It is possible to create and load a non-core CompUnit::Repository that itself would only load random versions of a module unless otherwise specified. This answer does not apply to these and will focus on how the various core CompUnit::Repository behave and is specced.

The first thing that determines what module will be loaded is which CompUnit::Repository matches the requested identity first. The default repository chain will look something like this:

# EXAMPLE 1

$ raku -e '.say for $*REPO.repo-chain'
inst#/home/ugexe/.raku
inst#/home/ugexe/raku/install/share/perl6/site
inst#/home/ugexe/raku/install/share/perl6/vendor
inst#/home/ugexe/raku/install/share/perl6

The inst# prefix tells us this is a CompUnit::Repository::Installation. This is relevant because such a repo can contain multiple distributions -- including multiple versions of the same distribution -- which is not true of the single-distribution CompUnit::Repository::FileSystem used for -I. or -Ilib (which are really -Ifile#/home/ugexe/repos/Foo and -Ifile#/home/ugexe/repos/Foo/lib).

# EXAMPLE 2

$ raku -I. -e '.say for $*REPO.repo-chain'
file#/home/ugexe/repos/Foo
inst#/home/ugexe/.raku
inst#/home/ugexe/raku/install/share/perl6/site
inst#/home/ugexe/raku/install/share/perl6/vendor
inst#/home/ugexe/raku/install/share/perl6

Lets assume the following:

  • file#/home/ugexe/repos/Foo contains Foo:ver<0.5>

  • inst#/home/ugexe/.raku contains Foo:ver<0.1> and Foo:ver<1.0>

  • inst#/home/ugexe/.raku contains Foo:ver<2.0> and Foo:ver<0.1>

use Foo; will load:

  • EXAMPLE 1 - Foo:ver<1.0> from inst#/home/ugexe/.raku

  • EXAMPLE 2 - Foo:ver<0.5> from file#/home/ugexe/repos/Foo

Even though the highest version out of all the repositories is Foo:ver<2.0> the first repository in the chain that matches any version of Foo (i.e. use Foo) wins, so Foo:ver<2.0> is never chosen. You might guess this makes "highest version" the second thing that determines which version of a module gets loaded, but its really the 4th! However I've mentioned it here because for typical usage this is sufficient enough.

The 2nd thing that determines which version of a module get loaded is the api field. This essentially is another version field that, when combined with the version itself, gives a basic way of pinning major versions.
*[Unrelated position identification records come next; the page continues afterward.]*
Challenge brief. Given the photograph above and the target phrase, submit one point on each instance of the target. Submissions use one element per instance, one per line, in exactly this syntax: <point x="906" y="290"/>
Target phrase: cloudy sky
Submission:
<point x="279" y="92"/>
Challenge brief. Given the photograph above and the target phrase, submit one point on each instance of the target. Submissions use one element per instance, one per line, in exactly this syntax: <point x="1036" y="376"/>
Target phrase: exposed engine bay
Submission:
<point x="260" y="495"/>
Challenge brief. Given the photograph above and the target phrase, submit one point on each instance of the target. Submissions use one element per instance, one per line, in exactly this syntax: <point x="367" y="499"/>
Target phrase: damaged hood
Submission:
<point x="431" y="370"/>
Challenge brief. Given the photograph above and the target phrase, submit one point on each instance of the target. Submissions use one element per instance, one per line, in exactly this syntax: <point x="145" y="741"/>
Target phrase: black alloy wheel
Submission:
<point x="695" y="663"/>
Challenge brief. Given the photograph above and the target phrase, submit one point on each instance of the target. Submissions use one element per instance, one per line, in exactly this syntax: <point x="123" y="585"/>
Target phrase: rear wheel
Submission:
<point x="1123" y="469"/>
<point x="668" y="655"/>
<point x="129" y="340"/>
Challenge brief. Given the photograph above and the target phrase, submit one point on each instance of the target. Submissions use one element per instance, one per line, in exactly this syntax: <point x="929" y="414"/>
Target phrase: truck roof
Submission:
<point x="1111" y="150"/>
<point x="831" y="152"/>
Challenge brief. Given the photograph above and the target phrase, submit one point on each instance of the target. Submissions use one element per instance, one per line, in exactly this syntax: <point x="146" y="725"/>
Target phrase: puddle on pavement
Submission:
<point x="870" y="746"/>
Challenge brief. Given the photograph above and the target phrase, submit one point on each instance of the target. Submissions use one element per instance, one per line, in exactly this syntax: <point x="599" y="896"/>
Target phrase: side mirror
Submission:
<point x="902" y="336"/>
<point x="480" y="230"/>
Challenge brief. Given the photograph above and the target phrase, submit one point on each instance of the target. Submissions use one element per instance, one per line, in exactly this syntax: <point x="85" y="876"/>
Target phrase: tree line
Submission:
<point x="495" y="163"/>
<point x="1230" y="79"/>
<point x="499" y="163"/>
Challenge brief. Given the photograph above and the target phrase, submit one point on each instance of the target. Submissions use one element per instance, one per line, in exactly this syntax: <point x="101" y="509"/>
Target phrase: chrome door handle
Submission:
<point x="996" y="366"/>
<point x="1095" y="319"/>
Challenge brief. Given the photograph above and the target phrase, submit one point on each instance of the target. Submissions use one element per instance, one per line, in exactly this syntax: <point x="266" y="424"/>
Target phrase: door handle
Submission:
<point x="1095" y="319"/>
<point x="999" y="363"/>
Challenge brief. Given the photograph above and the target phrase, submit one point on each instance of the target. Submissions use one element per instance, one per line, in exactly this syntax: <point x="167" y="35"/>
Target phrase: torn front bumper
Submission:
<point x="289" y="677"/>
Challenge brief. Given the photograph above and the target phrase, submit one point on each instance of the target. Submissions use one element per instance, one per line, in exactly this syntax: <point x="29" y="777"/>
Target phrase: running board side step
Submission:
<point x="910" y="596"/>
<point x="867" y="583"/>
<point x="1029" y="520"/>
Lets assume the following:

  • file#/home/ugexe/repos/Foo contains Foo:api<0>:ver<0.5>

  • inst#/home/ugexe/.raku contains Foo:api<1>:ver<0.1> and Foo:api<0>:ver<1.0>

use Foo; will load:

  • EXAMPLE 1 - Foo:api<1>:ver<0.1> from inst#/home/ugexe/.raku

  • EXAMPLE 2 - Foo:api<0>:ver<0.5> from file#/home/ugexe/repos/Foo

Even though in EXAMPLE 1 the highest version is Foo:api<0>:ver<1.0>, the highest api version is Foo:api<1>:ver<0.1> and thus is chosen.

The 3rd thing that determines which version of a module gets loaded is the auth field. Unlike api and ver it does not imply any sorting. And also unlike api and ver field you probably shouldn't be using it in your e.g. use Foo -- it is policy focused and will serve to be a power-tool/escape hatch most developers should hopefully never have to worry about (ab)using.

Lets assume the following:

  • file#/home/ugexe/repos/Foo contains Foo:auth<github:ugexe>:ver<0.5>

  • inst#/home/ugexe/.raku contains Foo:ver<0.1> and Foo:auth<github:ugexe>:ver<1.0>

use Foo; will load:

  • EXAMPLE 1 - Foo:auth<github:ugexe>:ver<1.0> from inst#/home/ugexe/.raku

  • EXAMPLE 2 - Foo:auth<github:ugexe>:ver<0.5> from file#/home/ugexe/repos/Foo

In both examples use Foo; is the same as use Foo:auth(*):ver(*), so even though one of the repo assumptions contains a module with no auth this does not mean it is an exact match for use Foo;. Instead the :auth(*) includes any auth value as a match (effectively meaning auth is ignored altogether).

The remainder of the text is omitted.